Direct observation of photonic spin Hall effect in Mie scattering
Aizaz Khan, Nikolay Solodovchenko, Dongliang Gao, Denis Kislov, Xiaoying Gu, Yuchen Sun, Lei Gao, Cheng-Wei Qiu, Alexey Arsenin, Alexey Bolshakov, Vjaceslavs Bobrovs, Olga Koval, Alexander S. Shalin
公開日: 2025/7/4
Abstract
The photonic spin Hall effect (PSHE), a hallmark of spin-orbit interaction of light, has long been considered a promising route toward spin-controlled functionalities in nanophotonics. Yet, its practical realization has been severely limited by the inherently weak spin-orbit coupling in typical systems, resulting in vanishingly small transverse shifts and extremely low scattering efficiency. This fundamental trade-off has rendered the PSHE observable only through complex weak measurement protocols and signal amplification-approaches that come at the cost of further intensity loss, particularly in nanoscale systems.
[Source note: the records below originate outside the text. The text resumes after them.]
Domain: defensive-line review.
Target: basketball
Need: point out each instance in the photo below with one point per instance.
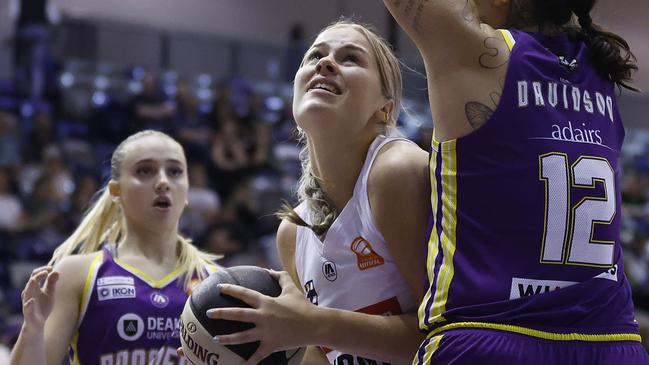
(197, 330)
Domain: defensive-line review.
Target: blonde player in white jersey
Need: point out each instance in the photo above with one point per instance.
(355, 244)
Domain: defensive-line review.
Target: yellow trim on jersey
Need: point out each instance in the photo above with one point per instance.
(448, 176)
(448, 234)
(144, 276)
(433, 241)
(539, 334)
(75, 346)
(90, 278)
(509, 39)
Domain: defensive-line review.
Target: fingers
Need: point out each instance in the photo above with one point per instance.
(50, 282)
(237, 338)
(33, 285)
(259, 355)
(234, 314)
(249, 296)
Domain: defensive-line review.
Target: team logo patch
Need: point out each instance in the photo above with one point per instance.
(130, 327)
(569, 64)
(329, 270)
(108, 292)
(115, 280)
(309, 289)
(159, 300)
(366, 257)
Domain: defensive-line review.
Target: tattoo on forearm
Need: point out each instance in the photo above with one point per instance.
(477, 114)
(491, 58)
(469, 11)
(495, 95)
(412, 9)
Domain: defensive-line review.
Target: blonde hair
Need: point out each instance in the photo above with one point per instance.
(309, 188)
(105, 222)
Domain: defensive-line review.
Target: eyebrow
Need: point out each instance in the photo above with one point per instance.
(150, 160)
(348, 46)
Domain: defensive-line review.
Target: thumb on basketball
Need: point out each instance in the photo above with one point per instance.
(50, 283)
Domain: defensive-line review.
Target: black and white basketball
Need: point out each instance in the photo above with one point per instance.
(197, 330)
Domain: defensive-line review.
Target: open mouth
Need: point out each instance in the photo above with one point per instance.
(162, 202)
(326, 86)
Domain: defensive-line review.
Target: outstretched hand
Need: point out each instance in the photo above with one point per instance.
(38, 296)
(281, 323)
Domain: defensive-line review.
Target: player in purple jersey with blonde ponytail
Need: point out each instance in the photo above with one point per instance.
(118, 284)
(524, 259)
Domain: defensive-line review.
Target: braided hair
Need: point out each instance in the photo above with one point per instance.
(609, 52)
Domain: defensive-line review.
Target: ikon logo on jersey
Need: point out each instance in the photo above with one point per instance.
(366, 257)
(309, 289)
(109, 292)
(130, 327)
(329, 270)
(159, 300)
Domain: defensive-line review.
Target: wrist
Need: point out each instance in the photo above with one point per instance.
(32, 332)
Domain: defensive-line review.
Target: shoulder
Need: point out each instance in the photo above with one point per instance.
(74, 269)
(286, 235)
(78, 263)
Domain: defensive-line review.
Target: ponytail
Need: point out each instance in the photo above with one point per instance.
(102, 222)
(609, 52)
(105, 222)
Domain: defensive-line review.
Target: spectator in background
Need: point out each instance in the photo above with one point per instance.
(12, 217)
(85, 187)
(223, 106)
(191, 130)
(31, 47)
(295, 50)
(256, 134)
(203, 203)
(9, 142)
(41, 135)
(229, 157)
(150, 109)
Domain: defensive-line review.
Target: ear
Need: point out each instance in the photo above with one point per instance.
(387, 109)
(501, 4)
(113, 189)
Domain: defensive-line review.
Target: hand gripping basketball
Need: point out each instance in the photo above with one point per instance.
(241, 315)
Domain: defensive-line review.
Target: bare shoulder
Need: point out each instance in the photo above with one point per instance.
(399, 160)
(286, 237)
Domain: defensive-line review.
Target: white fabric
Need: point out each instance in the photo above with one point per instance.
(381, 287)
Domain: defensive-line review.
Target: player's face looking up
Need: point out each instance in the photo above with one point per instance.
(338, 87)
(152, 182)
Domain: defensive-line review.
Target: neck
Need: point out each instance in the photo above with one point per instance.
(338, 165)
(152, 243)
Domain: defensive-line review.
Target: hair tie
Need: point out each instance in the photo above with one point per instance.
(585, 21)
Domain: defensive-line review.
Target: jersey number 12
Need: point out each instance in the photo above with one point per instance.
(568, 232)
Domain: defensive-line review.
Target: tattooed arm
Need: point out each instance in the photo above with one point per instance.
(465, 59)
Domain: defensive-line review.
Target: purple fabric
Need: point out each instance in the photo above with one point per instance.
(484, 347)
(501, 199)
(134, 323)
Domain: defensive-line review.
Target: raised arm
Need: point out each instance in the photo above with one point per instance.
(465, 58)
(51, 309)
(303, 323)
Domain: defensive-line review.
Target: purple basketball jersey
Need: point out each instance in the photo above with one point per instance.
(527, 208)
(126, 317)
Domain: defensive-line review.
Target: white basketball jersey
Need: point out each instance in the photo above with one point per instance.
(352, 269)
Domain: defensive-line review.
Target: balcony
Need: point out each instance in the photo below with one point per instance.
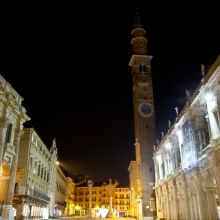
(10, 149)
(26, 191)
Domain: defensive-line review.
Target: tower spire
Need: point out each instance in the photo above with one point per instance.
(137, 19)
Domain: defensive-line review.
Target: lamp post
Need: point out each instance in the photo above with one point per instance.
(90, 183)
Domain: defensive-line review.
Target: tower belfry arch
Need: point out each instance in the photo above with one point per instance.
(144, 117)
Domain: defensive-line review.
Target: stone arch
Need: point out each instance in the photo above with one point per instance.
(193, 186)
(210, 180)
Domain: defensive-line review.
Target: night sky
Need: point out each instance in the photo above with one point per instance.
(70, 64)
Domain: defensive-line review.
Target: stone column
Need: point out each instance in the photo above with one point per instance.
(3, 126)
(19, 210)
(212, 206)
(90, 183)
(8, 212)
(110, 214)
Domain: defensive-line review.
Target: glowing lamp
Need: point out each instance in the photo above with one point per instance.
(168, 145)
(159, 158)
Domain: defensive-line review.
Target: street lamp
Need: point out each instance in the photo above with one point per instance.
(90, 183)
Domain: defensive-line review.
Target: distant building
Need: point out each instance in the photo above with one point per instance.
(121, 201)
(187, 160)
(33, 173)
(12, 117)
(70, 205)
(106, 198)
(134, 189)
(60, 203)
(144, 123)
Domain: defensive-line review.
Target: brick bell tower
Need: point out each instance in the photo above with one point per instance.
(144, 117)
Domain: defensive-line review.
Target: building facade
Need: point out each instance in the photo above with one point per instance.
(32, 181)
(121, 201)
(60, 195)
(12, 117)
(107, 199)
(134, 179)
(70, 205)
(144, 118)
(187, 160)
(52, 187)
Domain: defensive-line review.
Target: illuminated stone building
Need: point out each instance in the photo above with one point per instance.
(187, 160)
(70, 205)
(12, 117)
(134, 189)
(121, 201)
(144, 121)
(106, 197)
(52, 187)
(31, 189)
(60, 195)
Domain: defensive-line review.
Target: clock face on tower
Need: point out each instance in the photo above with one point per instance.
(146, 109)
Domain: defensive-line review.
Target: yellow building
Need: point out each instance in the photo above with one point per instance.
(187, 159)
(134, 191)
(70, 205)
(121, 201)
(32, 181)
(12, 117)
(107, 199)
(60, 196)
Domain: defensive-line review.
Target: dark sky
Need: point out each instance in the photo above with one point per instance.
(70, 64)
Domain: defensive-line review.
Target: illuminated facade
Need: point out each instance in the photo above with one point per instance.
(12, 117)
(134, 191)
(144, 120)
(52, 187)
(61, 181)
(187, 160)
(32, 181)
(121, 201)
(70, 205)
(104, 197)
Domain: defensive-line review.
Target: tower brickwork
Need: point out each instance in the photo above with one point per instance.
(144, 116)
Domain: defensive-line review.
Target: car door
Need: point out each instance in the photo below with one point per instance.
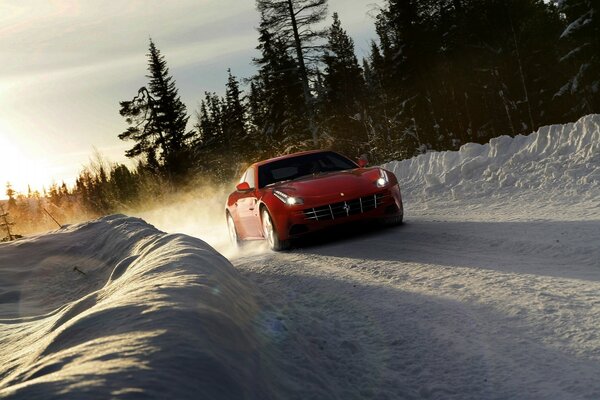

In this work, we overcome this longstanding challenge by introducing a novel mechanism based on symmetry breaking and mode coupling in a standalone scatterer, which unlocks a regime of Friedrich-Wintgen superscattering with strong near-field spin-orbit interaction. This allows for simultaneous enhancement of both the photonic spin Hall shift and the far-field scattering intensity-boosting the latter by nearly two orders of magnitude compared to conventional dipolar particles. Through tailored multipolar interference, the PSHE is made accessible at experimentally convenient angles, enabling post selection-free detection. We report the first direct experimental observation of the PSHE from a single superscattering particle, achieved in the microwave regime via polarization-resolved far-field measurements. Our findings not only validate a new physical pathway for enhancing spin-dependent light-matter interactions, but also establish a robust, scalable platform for spin-based photonic technologies. This breakthrough opens new avenues in precision optical metrology, advanced imaging, LIDAR systems, and integrated photonic circuitry, bridging a critical gap between fundamental spin optics and real-world applications.